Rival Execs Are Raving About the Raiders’ Draft — And Even the Haters Can’t Find Fault

Raiders GM John Spytek at 2026 NFL Draft

Key Takeaways

  • “This felt like John Spytek’s draft” — that’s how one rival exec described it, and around the league, that’s a compliment.
  • Eight teams were asked about Jermod McCoy: Five said he was off their board entirely due to medical concerns. The Raiders did their homework anyway and remain optimistic he’ll play in 2026.
  • The trade-down logic impressed rival GMs: Vegas picked up a fourth-round pick from Houston and still landed the same player — one GM called it “great value.”
  • Nobody’s criticizing this class. If you find someone bashing it, they’re either hating or reaching.

The News

ESPN’s Jeremy Fowler spent the days after the draft surveying league executives, coaches, and scouts on how all 32 teams fared. The Raiders came up — and the reviews were not mixed.

One rival exec put it plainly: “This felt like John Spytek’s draft.”

Consider that a good thing.

Last year, Pete Carroll’s fingerprints were all over the draft room. The 74-year-old head coach has a documented history of having too much input on personnel decisions — and historically, those teams have underperformed. This time, sources tell Fowler, the process looked different. Cleaner. More methodical. The decision-making had Spytek’s fingerprints on it, not Carroll’s.

The contrast wasn’t lost on people around the league.

On the field, the Raiders left the draft with 10 selections and addressed real needs — most notably the secondary, which had been a liability. The wide receiver room still isn’t where anyone wants it to be, but that’s a known gap that free agency didn’t fully close and the draft couldn’t fix in one weekend.

The Mendoza pick at No. 1 was the easiest call in the entire draft. Nobody questioned the selection — because there was nothing to question. Heisman winner. Clean prospect. The need was obvious. The fit was obvious. The only drama was waiting for the card to be turned in.

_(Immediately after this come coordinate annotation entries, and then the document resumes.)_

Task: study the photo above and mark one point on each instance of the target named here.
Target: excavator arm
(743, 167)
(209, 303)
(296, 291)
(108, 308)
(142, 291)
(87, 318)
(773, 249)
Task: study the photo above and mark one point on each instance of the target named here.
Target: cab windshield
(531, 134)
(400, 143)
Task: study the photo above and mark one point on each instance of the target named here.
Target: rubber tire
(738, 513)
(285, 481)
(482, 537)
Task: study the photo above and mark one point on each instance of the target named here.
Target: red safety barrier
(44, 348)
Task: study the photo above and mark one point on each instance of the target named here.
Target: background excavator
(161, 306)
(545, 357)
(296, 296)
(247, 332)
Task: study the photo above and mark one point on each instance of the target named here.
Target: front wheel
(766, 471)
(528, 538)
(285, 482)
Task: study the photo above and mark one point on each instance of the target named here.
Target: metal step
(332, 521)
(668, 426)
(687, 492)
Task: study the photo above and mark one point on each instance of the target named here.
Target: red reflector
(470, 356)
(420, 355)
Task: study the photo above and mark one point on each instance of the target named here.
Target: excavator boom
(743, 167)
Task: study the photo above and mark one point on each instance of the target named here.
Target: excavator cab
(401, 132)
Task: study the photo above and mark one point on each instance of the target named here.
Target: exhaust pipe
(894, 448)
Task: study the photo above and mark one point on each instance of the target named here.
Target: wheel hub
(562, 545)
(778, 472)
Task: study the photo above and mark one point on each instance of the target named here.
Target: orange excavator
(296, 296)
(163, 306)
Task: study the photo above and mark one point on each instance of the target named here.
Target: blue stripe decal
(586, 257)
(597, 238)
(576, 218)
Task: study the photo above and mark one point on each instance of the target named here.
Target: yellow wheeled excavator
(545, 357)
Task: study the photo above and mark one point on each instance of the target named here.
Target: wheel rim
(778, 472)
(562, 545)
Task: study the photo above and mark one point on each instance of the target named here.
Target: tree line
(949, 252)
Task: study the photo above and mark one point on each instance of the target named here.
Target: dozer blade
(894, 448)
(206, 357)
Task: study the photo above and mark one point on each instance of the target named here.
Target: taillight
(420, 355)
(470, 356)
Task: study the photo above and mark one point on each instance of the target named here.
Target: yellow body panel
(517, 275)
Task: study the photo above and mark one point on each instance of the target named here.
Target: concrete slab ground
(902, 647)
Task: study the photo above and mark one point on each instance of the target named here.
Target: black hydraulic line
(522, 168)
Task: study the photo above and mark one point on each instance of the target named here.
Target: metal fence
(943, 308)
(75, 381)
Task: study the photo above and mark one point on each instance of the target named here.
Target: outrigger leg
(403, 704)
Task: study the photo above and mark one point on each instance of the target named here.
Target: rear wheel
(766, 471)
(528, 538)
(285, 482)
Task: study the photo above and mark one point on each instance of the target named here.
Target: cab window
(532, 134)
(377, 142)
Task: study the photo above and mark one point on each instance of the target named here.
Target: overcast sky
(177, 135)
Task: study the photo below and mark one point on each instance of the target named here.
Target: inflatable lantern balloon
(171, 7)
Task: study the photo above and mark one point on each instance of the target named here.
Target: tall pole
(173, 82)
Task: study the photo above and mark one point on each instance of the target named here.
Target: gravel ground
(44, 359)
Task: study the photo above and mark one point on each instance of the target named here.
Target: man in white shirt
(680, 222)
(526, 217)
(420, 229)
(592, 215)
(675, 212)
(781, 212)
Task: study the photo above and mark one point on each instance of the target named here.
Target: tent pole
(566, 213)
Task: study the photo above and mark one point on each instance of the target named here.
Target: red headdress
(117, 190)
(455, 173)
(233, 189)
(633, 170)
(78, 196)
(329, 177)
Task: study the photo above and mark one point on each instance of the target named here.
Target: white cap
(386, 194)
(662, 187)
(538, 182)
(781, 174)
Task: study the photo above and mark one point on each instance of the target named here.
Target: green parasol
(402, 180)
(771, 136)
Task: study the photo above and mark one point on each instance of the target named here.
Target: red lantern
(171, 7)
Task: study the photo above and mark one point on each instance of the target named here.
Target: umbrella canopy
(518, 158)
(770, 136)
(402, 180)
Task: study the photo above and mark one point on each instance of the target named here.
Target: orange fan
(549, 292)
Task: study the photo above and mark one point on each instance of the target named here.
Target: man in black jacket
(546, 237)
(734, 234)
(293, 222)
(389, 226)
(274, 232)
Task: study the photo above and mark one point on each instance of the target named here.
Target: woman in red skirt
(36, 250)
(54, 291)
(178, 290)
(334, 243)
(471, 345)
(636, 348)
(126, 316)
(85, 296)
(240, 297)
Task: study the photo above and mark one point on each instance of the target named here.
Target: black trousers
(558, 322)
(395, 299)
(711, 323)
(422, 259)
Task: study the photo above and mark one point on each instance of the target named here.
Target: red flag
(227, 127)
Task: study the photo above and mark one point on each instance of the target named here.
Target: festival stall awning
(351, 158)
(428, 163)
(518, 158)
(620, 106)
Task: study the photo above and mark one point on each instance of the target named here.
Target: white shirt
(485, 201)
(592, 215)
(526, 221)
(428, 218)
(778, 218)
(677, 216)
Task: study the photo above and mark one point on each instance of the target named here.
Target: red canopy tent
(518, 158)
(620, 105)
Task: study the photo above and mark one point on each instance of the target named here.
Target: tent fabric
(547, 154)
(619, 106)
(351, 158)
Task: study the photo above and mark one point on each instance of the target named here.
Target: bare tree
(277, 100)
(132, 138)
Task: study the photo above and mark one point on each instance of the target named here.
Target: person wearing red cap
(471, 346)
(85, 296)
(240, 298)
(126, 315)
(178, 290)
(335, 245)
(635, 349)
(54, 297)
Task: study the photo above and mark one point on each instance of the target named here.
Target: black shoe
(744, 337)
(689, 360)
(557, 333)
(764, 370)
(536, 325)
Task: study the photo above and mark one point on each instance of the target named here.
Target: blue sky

But what turned heads was the stuff happening around the edges.

On Jermod McCoy: After Day 2 of the draft, Fowler checked with eight teams about the Tennessee cornerback with a simple question — “Is he off your board?” Medical concerns with his surgically repaired knee had sent a top-10-to-12 talent sliding. Five of those eight teams said yes, he was off their board entirely.

The Raiders did extensive medical homework. And as of now, the team is optimistic McCoy can play in 2026 without an immediate procedure — with the caveat that they need to get him in the building and see how he’s progressing.

That’s not a guarantee. But it’s a calculated risk taken by a front office that did its work before the board fell.

On the trade-down logic: The Raiders picked up a fourth-round selection from Houston just to move down a few spots — and still landed the same player they wanted. One GM, per Fowler’s reporting: “They got great value in that trade to get the same player.”

That’s the kind of move that makes rival execs nod quietly rather than roll their eyes.

Walk the Plank

Here’s the thing about no criticism: it either means you’re perfect, or it means nobody wants to be the idiot who predicted failure for a team that just did everything right.

The truth is probably somewhere in the middle — and that’s still a win for Spytek.

This front office entered the offseason with a plethora of needs. They attacked free agency hard. They went into the draft with 10 picks and a clear plan. They took the no-brainer at No. 1. They traded down and still got their guy. They bet on medical homework rather than shying away from a talented player with a damaged knee.

You can argue about the receiver room. You can wonder if McCoy’s knee holds up. You can question whether Mendoza’s success or failure will validate or sink the whole thing.

But the process? The process looks like an adult ran it.

Spytek is delivering on what he said he’d do — build the board objectively, don’t inflate guys’ values because you need a position. The results are showing up in how other GMs talk about the Raiders.

For the first time in years, the draft isn’t something to survive. It’s something to feel good about.